The concept, as noted, relies on approaching each player asking not just if you think they are a good player, but if you believe they can stay healthy the entire season and for how much longer they will lead the team. The quality of the backup QB comes into play, too.
If you talk to the Arizona Cardinals, there is no shortage of confidence in veteran Carson Palmer. Though his 2016 was not as good as his MVP-level 2015, he still passes for 4,233 yards and 26 touchdowns. Furthermore, the team’s decision to have him not practice on Wednesdays to keep him fresh for Sunday seemed to pay dividends, as some of his best performances of the season came over its final handful of games.
Still, he is 37 years old and considered retirement this past offseason because, as he said, he just was not sure how his body would respond from a rigorous and taxing NFL slate.
Therefore, it likely comes as little surprise that in this edition of ESPN’s QB confidence rankings, Palmer comes in at No. 14, leading the “Confidence Declining” category.
When your performance declines in your age-36 season, that doesn’t inspire a lot of confidence. Carson Palmer’s completion percentage last season was his lowest since 2011, when he was a Raider. (Remember Palmer as a Raider?) His yards per attempt were his lowest since 2010, when he was a Bengal. (Remember Palmer as a Bengal?) Touchdowns down, interceptions up, fumbles way up … it was alarming stuff all the way across the board for Palmer in 2016.
The Cardinals didn’t draft a quarterback, but they added Blaine Gabbert and undrafted rookie Trevor Knight to a backup corps that already included Drew Stanton and Zac Dysert. The only other teams with five quarterbacks right now are the Vikings (if you count injured Teddy Bridgewater) and the Bills (we’ll get to them in a second).
If Palmer is healthy and throwing it the way he was in 2015, the Cardinals are as confident as anyone.
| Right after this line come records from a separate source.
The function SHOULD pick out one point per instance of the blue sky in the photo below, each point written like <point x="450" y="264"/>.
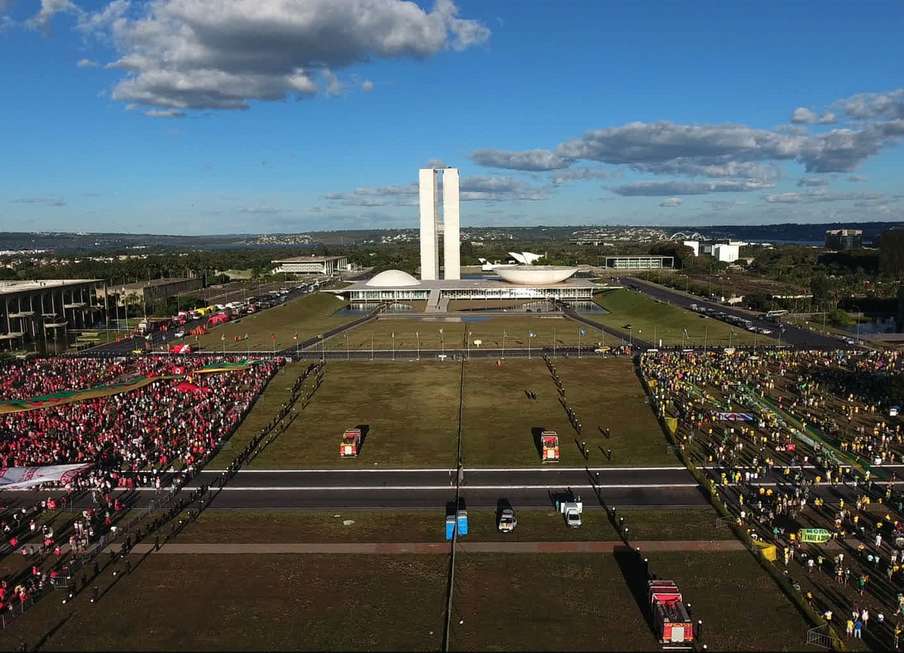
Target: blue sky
<point x="206" y="116"/>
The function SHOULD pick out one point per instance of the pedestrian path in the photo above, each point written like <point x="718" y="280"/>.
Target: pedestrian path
<point x="229" y="548"/>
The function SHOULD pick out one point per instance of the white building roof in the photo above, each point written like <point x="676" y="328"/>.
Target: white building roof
<point x="13" y="287"/>
<point x="392" y="279"/>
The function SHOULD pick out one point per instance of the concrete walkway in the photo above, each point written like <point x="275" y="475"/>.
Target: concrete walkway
<point x="432" y="547"/>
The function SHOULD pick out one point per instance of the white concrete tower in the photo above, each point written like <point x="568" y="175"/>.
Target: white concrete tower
<point x="429" y="225"/>
<point x="451" y="237"/>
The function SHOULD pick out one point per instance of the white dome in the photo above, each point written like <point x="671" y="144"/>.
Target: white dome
<point x="393" y="278"/>
<point x="534" y="275"/>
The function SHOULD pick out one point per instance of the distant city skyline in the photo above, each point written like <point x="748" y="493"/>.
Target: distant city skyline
<point x="258" y="116"/>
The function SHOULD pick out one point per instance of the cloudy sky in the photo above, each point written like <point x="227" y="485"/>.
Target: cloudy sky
<point x="225" y="116"/>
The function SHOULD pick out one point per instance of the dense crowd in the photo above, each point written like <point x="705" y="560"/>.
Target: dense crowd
<point x="43" y="376"/>
<point x="792" y="440"/>
<point x="151" y="428"/>
<point x="133" y="438"/>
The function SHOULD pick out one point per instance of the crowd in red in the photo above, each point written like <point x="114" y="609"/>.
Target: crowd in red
<point x="44" y="376"/>
<point x="152" y="428"/>
<point x="131" y="438"/>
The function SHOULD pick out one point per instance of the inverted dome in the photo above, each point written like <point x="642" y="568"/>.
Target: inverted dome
<point x="392" y="279"/>
<point x="534" y="275"/>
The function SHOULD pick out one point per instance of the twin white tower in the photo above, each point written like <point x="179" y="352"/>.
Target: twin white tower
<point x="431" y="225"/>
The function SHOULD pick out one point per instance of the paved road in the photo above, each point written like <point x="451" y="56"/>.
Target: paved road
<point x="396" y="548"/>
<point x="434" y="488"/>
<point x="791" y="335"/>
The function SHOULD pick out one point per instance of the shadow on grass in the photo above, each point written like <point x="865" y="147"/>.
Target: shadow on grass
<point x="636" y="575"/>
<point x="365" y="429"/>
<point x="50" y="633"/>
<point x="536" y="432"/>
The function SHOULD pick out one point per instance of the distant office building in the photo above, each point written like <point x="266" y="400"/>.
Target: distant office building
<point x="844" y="240"/>
<point x="311" y="264"/>
<point x="153" y="292"/>
<point x="33" y="311"/>
<point x="641" y="262"/>
<point x="726" y="252"/>
<point x="891" y="252"/>
<point x="431" y="225"/>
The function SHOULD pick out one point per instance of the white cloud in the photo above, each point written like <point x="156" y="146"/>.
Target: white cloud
<point x="43" y="201"/>
<point x="812" y="182"/>
<point x="164" y="113"/>
<point x="870" y="106"/>
<point x="534" y="160"/>
<point x="665" y="188"/>
<point x="333" y="85"/>
<point x="715" y="150"/>
<point x="472" y="189"/>
<point x="49" y="9"/>
<point x="578" y="174"/>
<point x="813" y="197"/>
<point x="805" y="116"/>
<point x="208" y="54"/>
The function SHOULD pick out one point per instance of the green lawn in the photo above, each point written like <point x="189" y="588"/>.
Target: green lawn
<point x="534" y="525"/>
<point x="251" y="602"/>
<point x="578" y="602"/>
<point x="307" y="317"/>
<point x="516" y="328"/>
<point x="653" y="321"/>
<point x="499" y="421"/>
<point x="411" y="414"/>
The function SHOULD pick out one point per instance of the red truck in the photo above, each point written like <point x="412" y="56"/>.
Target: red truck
<point x="350" y="443"/>
<point x="671" y="620"/>
<point x="549" y="444"/>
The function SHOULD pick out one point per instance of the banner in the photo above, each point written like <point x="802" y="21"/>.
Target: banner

But there isn’t a real solid feel to the quarterback situation in the desert right now.
Therein lies the rub, of course.
In 2015, Palmer was about as good as any quarterback in the league, and because of that the Cardinals made a run to the NFC Championship Game.
But 2016 wasn’t nearly as good, and there is reason to believe his best days are no longer in front of him.
However, an optimist will point to the new practice routine, which the Cardinals plan on implementing this offseason as well as during the regular season, along with a reshuffled offensive line and now-healthy group of receivers as reasons to feel good about Palmer’s prospects.
While quarterbacks earn the majority of attention, credit and blame, their performance is greatly impacted by those around them.
Palmer, though, has done things to try and improve his own performance.
“There’s never one area,” he said of what he worked on.”There’s always mechanics; you can always clean up mechanics. I’ve changed some stuff that’s pretty drastic in the quarterback world, as quarterbacks see it.
“Just foot placement, I’ve changed my feet. So going back through all the drops and the memorizations of drops where it just becomes natural and you’re not thinking about it is something I’ve spent a lot of time on.”
Of the NFC West’s quarterbacks, Seattle’s Russell Wilson is 10th and in the “Confidence is a two-way street” category, while the Los Angeles Rams’ and San Francisco 49ers’ Jared Goff and Brian Hoyer are 29th and 30th, respectively, with both falling in the “No earthly idea” group.